Empreendimentos hoteleiros reduzem até 36% da conta de luz e fortalecem práticas sustentáveis no mercado livre de energia

Empreendimentos hoteleiros reduzem até 36% da conta de luz e fortalecem práticas sustentáveis no mercado livre de energia

A conta de luz está entre os principais custos dos empreendimentos hoteleiros. A fatura representa cerca de 6% das despesas operacionais, segundo a Associação Brasileira de Indústria Hotéis (ABIH). A adoção de uma gestão estratégica de energia, principalmente para consumidores do mercado livre, é uma forma eficaz para garantir previsibilidade de custos e construir uma credibilidade sustentável robusta – a partir do uso de fontes renováveis, como geração solar.

A forte sazonalidade do mercado hoteleiro torna essencial tratar a previsibilidade de custos como um fator estratégico crucial.

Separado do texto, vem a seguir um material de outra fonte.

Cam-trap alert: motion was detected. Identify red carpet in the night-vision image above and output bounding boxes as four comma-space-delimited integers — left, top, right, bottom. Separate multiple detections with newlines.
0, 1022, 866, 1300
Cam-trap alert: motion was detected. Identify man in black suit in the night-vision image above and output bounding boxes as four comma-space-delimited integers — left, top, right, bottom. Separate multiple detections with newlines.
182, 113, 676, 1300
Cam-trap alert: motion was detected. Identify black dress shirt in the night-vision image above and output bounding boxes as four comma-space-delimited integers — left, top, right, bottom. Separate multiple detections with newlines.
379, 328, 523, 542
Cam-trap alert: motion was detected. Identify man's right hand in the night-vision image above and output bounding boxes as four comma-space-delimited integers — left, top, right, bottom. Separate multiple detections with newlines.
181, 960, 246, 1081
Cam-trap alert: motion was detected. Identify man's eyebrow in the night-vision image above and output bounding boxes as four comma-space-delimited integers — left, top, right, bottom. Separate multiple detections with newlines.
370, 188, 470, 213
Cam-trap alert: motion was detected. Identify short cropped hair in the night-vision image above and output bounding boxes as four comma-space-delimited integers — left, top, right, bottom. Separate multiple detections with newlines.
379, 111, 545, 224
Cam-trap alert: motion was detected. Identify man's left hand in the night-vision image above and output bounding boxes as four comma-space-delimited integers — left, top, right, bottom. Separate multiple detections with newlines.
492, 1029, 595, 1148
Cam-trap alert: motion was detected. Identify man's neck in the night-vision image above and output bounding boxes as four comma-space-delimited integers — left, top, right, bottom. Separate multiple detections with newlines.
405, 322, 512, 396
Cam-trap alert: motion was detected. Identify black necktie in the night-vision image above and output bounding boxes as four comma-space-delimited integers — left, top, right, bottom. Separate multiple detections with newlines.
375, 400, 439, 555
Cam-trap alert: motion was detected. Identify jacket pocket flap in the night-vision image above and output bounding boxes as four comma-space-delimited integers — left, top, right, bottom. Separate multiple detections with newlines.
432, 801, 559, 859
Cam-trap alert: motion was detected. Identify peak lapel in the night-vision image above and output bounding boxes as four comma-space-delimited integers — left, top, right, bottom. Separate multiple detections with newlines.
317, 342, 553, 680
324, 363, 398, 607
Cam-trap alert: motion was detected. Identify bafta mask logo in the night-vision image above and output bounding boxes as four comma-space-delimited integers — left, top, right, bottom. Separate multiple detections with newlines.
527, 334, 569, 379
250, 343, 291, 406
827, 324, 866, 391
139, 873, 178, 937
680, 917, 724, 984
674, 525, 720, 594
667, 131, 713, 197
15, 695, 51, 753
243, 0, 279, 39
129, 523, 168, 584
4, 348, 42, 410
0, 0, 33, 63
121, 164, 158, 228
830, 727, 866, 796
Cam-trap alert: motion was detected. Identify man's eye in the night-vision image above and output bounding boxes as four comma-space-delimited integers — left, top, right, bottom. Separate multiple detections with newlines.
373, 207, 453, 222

De acordo com dados do Grupo Delta Energia, um dos principais players do setor, após a migração para o ambiente de livre negociação, com olhar para gestão energética, os hotéis têm apresentado resultados expressivos.

A empresa registrou uma economia de 18,6% entre 2006 e 2024 entre os clientes desse segmento. “Um deles reduziu 36,81% dos custos com eletricidade ao longo de quatro anos, depois que passamos a fazer a gestão da conta no mercado livre”, diz João Carlos Guimarães, consultor estratégico do Grupo Delta Energia.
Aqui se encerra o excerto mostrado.